Qu’il me soit ici permis de renouveler un argument dont je me suis déjà servi dans d’autres occasions. Par « aphasie » on entend un état dans lequel on ne peut parler, parce qu’on en a perdu la faculté, oublié les représentations des mots. Le type normal de cet état nous est fourni par les cas où nous oublions les noms des objets qui nous sont connus. Je prie le lecteur de faire une expérience, c’est qu’au cas où il ne pourrait se souvenir d’un mot, il prenne la plume pour l’écrire.
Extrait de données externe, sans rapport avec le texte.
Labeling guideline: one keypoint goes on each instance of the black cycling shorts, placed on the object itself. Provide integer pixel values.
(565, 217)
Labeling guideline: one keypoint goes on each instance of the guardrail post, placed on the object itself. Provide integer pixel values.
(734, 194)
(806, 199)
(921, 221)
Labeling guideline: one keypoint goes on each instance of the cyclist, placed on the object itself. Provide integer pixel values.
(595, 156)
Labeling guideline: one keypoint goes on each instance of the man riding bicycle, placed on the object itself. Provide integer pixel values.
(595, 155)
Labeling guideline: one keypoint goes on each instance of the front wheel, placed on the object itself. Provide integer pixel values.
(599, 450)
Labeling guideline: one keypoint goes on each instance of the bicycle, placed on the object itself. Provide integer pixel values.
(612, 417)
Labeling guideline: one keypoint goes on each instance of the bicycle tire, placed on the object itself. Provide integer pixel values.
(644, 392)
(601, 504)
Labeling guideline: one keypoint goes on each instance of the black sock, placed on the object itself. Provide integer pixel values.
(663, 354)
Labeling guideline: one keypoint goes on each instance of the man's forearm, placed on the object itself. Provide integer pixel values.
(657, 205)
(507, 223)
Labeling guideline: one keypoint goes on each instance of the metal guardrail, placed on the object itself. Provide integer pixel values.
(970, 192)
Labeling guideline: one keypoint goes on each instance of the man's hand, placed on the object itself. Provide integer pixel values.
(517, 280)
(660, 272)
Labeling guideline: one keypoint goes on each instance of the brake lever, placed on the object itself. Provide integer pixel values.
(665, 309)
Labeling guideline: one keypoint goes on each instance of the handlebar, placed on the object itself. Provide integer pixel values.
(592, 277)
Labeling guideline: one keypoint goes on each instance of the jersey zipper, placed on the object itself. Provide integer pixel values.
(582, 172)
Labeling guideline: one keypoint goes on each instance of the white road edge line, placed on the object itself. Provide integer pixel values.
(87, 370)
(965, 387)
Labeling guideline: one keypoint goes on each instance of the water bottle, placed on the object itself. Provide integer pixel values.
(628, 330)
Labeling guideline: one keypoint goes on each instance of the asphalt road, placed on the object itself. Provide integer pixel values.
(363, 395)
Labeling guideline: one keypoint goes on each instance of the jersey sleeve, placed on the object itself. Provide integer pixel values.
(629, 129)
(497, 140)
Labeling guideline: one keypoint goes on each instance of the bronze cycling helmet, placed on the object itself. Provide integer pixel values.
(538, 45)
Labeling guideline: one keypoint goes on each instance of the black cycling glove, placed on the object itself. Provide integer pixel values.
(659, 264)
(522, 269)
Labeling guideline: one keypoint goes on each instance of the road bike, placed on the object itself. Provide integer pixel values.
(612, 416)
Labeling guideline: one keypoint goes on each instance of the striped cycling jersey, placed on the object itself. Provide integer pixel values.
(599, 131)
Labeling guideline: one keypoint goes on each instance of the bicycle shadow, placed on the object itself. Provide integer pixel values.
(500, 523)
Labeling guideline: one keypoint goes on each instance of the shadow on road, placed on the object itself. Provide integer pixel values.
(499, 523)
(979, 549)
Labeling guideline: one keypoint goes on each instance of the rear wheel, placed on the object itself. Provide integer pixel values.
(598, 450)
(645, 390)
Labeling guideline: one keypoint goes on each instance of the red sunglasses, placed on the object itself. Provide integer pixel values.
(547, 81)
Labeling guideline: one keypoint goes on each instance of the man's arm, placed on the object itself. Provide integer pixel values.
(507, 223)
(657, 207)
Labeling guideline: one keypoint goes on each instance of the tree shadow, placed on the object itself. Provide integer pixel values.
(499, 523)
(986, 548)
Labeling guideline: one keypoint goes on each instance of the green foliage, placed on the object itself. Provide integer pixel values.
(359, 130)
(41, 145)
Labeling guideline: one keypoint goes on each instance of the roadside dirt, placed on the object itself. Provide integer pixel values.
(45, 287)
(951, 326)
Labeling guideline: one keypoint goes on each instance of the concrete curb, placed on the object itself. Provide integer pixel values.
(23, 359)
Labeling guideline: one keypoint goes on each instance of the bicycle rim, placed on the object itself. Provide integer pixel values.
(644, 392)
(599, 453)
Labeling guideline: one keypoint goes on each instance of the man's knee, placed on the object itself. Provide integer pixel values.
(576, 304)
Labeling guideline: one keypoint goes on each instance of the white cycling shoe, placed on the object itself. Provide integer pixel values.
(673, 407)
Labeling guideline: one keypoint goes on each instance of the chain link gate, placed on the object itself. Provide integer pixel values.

Je ne doute pas un instant qu’il ne réponde sur-le-champ qu’il n’est pas besoin de faire l’expérience, que quand on a oublié un mot, on ne peut pas non plus l’écrire. L’écriture peut ici se comparer à la fonction d’un mécanisme secondaire, travaillant à côté de la machine à parler et dépendant d’elle. Quand les touches prononcent le mot « pater » il peut se faire qu’outre le fonctionnement de l’appareil à langage, qui peut agir si faiblement qu’on n’en perçoive l’action qu’intérieurement, l’appareil à écrire entre aussi en activité.